You might not expect much in terms of food from a brewpub company venturing into fine dining, and your low expectations would be met. A little bowlful of sautéed wild mushrooms with grilled baguette ($14) should've been left on the forest floor rather than meet this sadly bland end—they needed salt, pepper, herbs, a splash of vinegar in the sauté, anything. The pieces of shallot that might've provided flavor were undercooked, making for crunchy, unpleasantly sharp-tasting bits here and there. A citrus-roasted beet salad ($11) had no evidence of citrus; the beets were watery and, again, bland, recalling the supermarket canned kind. A peculiar-sounding beet and carob vinaigrette was, maybe thankfully, not detectable. The romaine in a grilled romaine and radicchio salad ($10) was grilled until collapsed, accompanied by the powerful tastes of raw shallot slices and thick, funky Point Reyes blue cheese cream. The slices of sea scallop in a crudo ($12) tasted fresh and good, like slices of raw scallop should, but they were sandwiched among pieces of grilled nectarine that were underripe, unjuicy, and bearing only the faintest grill marks. A small amount of pineapple-lime sauce, piquillo pepper, and matchsticks of jicama and chayote neither integrated well nor helped matters.
Harissa-roasted lamb neck ($22) was a good argument for making that part of the animal into lamburger: Some of the meat was fatty, some tough, and the side of vegetable succotash was oversalted.
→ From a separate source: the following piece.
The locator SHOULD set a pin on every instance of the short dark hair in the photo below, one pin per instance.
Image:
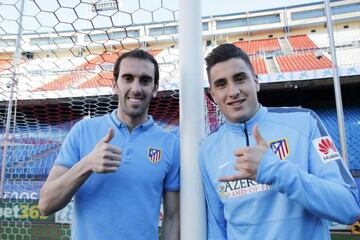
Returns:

But it was not as oversalted as the scorzonera slices that came with the sea scallops ($28); if you were curious about the flavor of this relative of salsify, you would remain that way. The scallops themselves were mercifully not overdone, but they lacked any golden sear. If you like razor clams, the fried ones here ($26) will not remind you why; the weird and wonderful flavor and texture are nearly totally lost under the thick panko breading. Luckily, they came with a large pile of fully decent frites and a better-than-tartar cornichon aioli.
What you should get if you're going to eat at Elysian Bar is the New York strip steak. Ours was cooked exactly medium-rare, with a picturesque crosshatching of grill marks; the meat, from Painted Hills, was tasty, and it comes with lots of fries, which you can also get on their own for $5. The server brought us some of the cornichon aioli along with the mayonnaise we asked for, which was nice. She also gave us and charged us for the 12-ounce steak, $32, when we'd ordered the 8-ounce one, $23. This was emblematic of the sweetly incompetent service everywhere at Elysian Bar except the bar. A server awkwardly asked if we wanted to keep the cork from a bottle of sparkling wine; another brought the second course while we were still eating the first, standing helplessly in front of the already crowded table; fresh flatware was dropped in a heap. If you ask for a box for, say, the leftovers of your wrong-size steak, they may just bring you one to box it up yourself, which, for $32, doesn't seem right. Same with too-bright lighting and strange acoustics that make you an unwilling party to bro-y conversations ("Go big or go home!").
You can't blame the servers for their evident lack of training—they'd be perfectly fine at one of the Elysian brewpubs. The kitchen also seems, similarly, nearly entirely out of its depth. Come for a drink. Say hi to Murray. Have some fries.